Si vous êtes un lecteur assidu du Cercle des Epargnants, vous aurez forcément entendu parler du Conseil d’Orientation des Retraites (COR). Il réalise des projections sur le système de retraite français à moyen et long terme (horizon 2060). Pour se faire, le COR établit des scénarios à partir d’hypothèses sur l’évolution des principaux déterminants du système, c’est-à-dire la démographie et l’économie. Si la projection démographique calculée à partir des travaux de l’INSEE appelle peu d’observations, les hypothèses économiques sont multiples et controversées. Pour rappel, dans son rapport présenté au mois de Juin, les hypothèses étaient les suivantes :
Hypothèses économiques retenues par le COR en Juin
Différents scénarios économiques – Taux de croissance des revenus d’activité par an – Taux de chômage
A’ 2% 4,50%
A 1,80% 4,50%
B 1,50% 4,50%
C 1,30% 7%
C’ 1% 7%
Sceptiques sur le taux de chômage, voilà ce que nous écrivions alors : « 4,5% ! 7% ! à la lecture de ces chiffres, difficile ne pas faire le parallèle avec le niveau de chômage actuel. Quand on sait que ce dernier est de 10,6% (ou 10,3% au sens du Bureau international du travail), qu’il faut remonter à 1978 pour voir un taux de chômage de 4% ». Nos observations sont toujours – hélas – d’actualité.
Pas plus rassurés sur les hypothèses de taux de croissance de la productivité, voilà ce que nous écrivions : « Quand on sait que sur les dernières années, la productivité horaire du travail a connu un ralentissement marqué dans tous les pays industrialisés, qu’elle est à la quasi-stagnation en France (0,2% en 2012), on peut douter là encore des taux retenus… Pour rappel, entre 1995 et 2012, c’est une croissance moyenne de la productivité de 1,2%, entre 2000 et 2012, c’est 0,9% (ce qui correspond au niveau des scénarios « pessimistes » du COR C et C’), et sur la période 2008-2014, les revenus d’activité bruts par tête n’augmentent pas : 0% ! »

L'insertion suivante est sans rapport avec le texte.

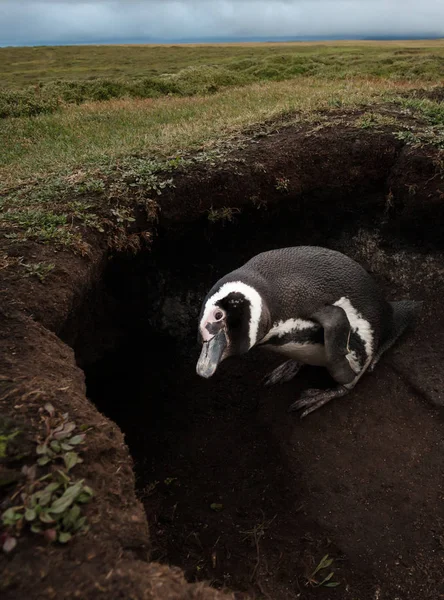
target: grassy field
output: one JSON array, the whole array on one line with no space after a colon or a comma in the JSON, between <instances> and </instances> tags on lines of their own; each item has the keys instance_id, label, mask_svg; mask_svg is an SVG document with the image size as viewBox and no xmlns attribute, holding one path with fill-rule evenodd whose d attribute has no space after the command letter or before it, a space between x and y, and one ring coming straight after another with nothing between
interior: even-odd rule
<instances>
[{"instance_id":1,"label":"grassy field","mask_svg":"<svg viewBox=\"0 0 444 600\"><path fill-rule=\"evenodd\" d=\"M362 127L402 128L373 114L390 101L442 143L442 103L406 95L442 86L443 65L438 41L0 49L0 222L69 245L72 215L93 223L125 182L147 196L188 152L283 116L329 126L359 107Z\"/></svg>"},{"instance_id":2,"label":"grassy field","mask_svg":"<svg viewBox=\"0 0 444 600\"><path fill-rule=\"evenodd\" d=\"M214 94L298 77L435 81L443 65L438 41L3 48L0 118L87 101Z\"/></svg>"}]
</instances>

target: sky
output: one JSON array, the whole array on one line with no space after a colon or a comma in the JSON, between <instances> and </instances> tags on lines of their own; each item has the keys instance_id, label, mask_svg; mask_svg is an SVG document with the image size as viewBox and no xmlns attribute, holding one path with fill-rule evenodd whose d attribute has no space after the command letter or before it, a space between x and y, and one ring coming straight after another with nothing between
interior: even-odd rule
<instances>
[{"instance_id":1,"label":"sky","mask_svg":"<svg viewBox=\"0 0 444 600\"><path fill-rule=\"evenodd\" d=\"M0 0L0 45L444 37L444 0Z\"/></svg>"}]
</instances>

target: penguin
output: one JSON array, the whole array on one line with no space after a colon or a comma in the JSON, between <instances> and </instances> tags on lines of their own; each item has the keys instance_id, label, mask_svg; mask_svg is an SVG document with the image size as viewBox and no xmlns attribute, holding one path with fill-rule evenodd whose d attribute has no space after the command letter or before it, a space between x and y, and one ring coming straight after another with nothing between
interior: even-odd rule
<instances>
[{"instance_id":1,"label":"penguin","mask_svg":"<svg viewBox=\"0 0 444 600\"><path fill-rule=\"evenodd\" d=\"M228 357L253 347L286 360L265 385L293 379L302 365L325 367L337 386L307 390L289 411L301 418L348 394L398 340L422 302L388 302L350 257L319 246L262 252L210 289L199 314L197 374L210 378Z\"/></svg>"}]
</instances>

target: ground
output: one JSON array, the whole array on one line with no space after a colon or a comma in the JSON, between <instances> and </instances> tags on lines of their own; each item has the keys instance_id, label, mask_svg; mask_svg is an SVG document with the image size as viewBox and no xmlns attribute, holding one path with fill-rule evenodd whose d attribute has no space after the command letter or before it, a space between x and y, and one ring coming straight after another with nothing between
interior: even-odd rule
<instances>
[{"instance_id":1,"label":"ground","mask_svg":"<svg viewBox=\"0 0 444 600\"><path fill-rule=\"evenodd\" d=\"M24 533L1 555L2 598L444 594L441 138L406 109L393 131L395 113L388 104L315 125L269 122L219 157L179 164L157 220L135 211L129 233L144 241L132 252L110 250L94 227L76 230L85 253L6 230L0 434L21 437L3 457L13 480L2 509L36 460L48 401L86 426L73 477L95 496L89 533L62 547ZM304 421L286 408L310 382L328 383L318 371L265 389L259 375L273 364L252 353L203 382L189 341L218 274L291 243L338 247L391 298L425 300L375 373ZM41 277L18 268L50 262ZM322 574L337 588L314 587L326 554Z\"/></svg>"}]
</instances>

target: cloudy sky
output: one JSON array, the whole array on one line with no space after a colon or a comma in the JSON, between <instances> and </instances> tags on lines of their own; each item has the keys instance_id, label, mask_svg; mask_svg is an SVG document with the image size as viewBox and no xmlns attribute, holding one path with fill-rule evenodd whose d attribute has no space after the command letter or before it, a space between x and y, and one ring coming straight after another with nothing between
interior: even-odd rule
<instances>
[{"instance_id":1,"label":"cloudy sky","mask_svg":"<svg viewBox=\"0 0 444 600\"><path fill-rule=\"evenodd\" d=\"M443 36L444 0L0 0L0 45Z\"/></svg>"}]
</instances>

Pour la défense du COR, bon nombre d’organismes internationaux révisent régulièrement leurs prévisions. Dans ses missions fixées par la loi le COR doit « élaborer, au moins tous les cinq ans, des projections de leur situation financière ». Si nous pouvons accorder une marge d’erreur, ou un délai d’actualisation, nous pouvons aussi nous interroger sur la divergence entre les niveaux de chômage retenus par le COR et la communauté internationale. Par exemple, l’Ageing Working Group (Union Européenne) et l’OCDE retiennent des niveaux de chômage de 7,5% et 8,5% quand le COR s’obstinait à retenir 4,5% ou 7%.
Ce n’est donc pas un hasard si les membres du Conseil se sont réunis la semaine dernière lors d’une réunion intitulée : « le cadre macroéconomique à long terme ». L’objectif était de débattre des hypothèses économiques (productivité et chômage) retenues. La première partie était consacrée à la méthodologie. La seconde a eu pour but de tester les conséquences d’une modification des paramètres sur le solde du système de retraite.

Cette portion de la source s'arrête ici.